1.4. Belanghebbende heeft schriftelijk gerepliceerd en de Inspecteur heeft schriftelijk gedupliceerd.
1.5. Het onderzoek ter zitting heeft plaatsgehad op 23 december 2010 te 's-Hertogenbosch. Aldaar zijn toen verschenen en gehoord belanghebbende, alsmede de Inspecteur.
1.6. Belanghebbende heeft te dezer zitting een pleitnota voorgedragen en exemplaren daarvan overgelegd aan het Hof en aan de wederpartij.
1.7. Het Hof heeft vervolgens het onderzoek gesloten.
1.8. Van de zitting is een proces-verbaal opgemaakt, dat in afschrift aan partijen is verzonden.
2. Feiten
Op grond van de stukken van het geding en het onderzoek ter zitting zijn in deze zaak de volgende feiten en omstandigheden voor het Hof komen vast te staan:
2.1. X1 B.V., kantoorhoudende aan de A-straat 49, 0000 XX Y, (hierna: Verkoper) heeft in 1999 voor ƒ 5.500.000,- (€ 2.495.791,19) een aantal onroerende zaken verkocht aan M B.V., waarvan de naam later is gewijzigd in B BV, (hierna: Koper).

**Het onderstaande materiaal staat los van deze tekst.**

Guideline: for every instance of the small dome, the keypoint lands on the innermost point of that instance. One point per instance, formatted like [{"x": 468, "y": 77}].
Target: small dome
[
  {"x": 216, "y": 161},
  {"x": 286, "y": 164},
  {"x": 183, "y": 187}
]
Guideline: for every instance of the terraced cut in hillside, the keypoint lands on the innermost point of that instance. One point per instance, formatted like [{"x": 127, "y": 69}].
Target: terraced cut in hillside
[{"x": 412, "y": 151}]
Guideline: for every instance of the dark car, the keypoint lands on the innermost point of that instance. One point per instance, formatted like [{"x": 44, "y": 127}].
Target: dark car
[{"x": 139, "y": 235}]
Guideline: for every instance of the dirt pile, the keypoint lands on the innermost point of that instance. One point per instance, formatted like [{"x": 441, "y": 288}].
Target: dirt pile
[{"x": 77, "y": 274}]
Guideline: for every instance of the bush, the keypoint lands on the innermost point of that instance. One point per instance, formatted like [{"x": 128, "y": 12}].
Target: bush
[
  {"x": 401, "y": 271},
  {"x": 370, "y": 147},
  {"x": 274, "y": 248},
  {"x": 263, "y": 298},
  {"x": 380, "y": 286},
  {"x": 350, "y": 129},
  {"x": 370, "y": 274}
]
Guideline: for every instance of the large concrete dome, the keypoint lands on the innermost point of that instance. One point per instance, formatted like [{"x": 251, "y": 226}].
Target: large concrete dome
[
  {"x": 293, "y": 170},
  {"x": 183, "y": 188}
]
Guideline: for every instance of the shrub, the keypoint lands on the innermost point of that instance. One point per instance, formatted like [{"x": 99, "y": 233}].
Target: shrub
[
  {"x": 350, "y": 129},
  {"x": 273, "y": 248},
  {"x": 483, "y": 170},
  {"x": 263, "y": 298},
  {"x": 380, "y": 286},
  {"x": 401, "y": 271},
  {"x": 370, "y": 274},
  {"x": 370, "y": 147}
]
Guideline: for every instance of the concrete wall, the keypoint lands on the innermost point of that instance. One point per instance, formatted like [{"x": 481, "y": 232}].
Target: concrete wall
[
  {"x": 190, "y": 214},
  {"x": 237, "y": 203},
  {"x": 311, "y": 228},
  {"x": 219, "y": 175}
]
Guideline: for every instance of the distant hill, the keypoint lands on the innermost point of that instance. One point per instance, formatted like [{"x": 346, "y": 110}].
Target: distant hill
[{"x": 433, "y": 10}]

2.2. De onroerende zaken worden in de bij een in december 1999 gedateerde voor mr. C, notaris te D, verleden akte gesloten koopovereenkomst (hierna: de Koopakte) als volgt omschreven:
a. het kantoor met magazijn, ondergrond, erf en verdere aanhorigheden, staande en gelegen aan de A-straat 49 te 0000 XX Y, kadastraal bekend als het perceel gemeente Y sectie L nummer 000 groot zeventig are en vijf centiare (70 a en 05, ca);
b. het industrieterrein gelegen aan de A-straat te Y, kadastraal bekend als het perceel gemeente Y sectie L nummer 111 groot zesentwintig are en tachtig centiare (26 a en 80 ca).
zulks met uitzondering van een strook grond ter breedte van twintig meter en ter lengte van het gehele perceel aan de zijde van de D-straat (bij het gebouw van E), zoals op de aan deze akte vast te hechten tekening schetsmatig is aangegeven.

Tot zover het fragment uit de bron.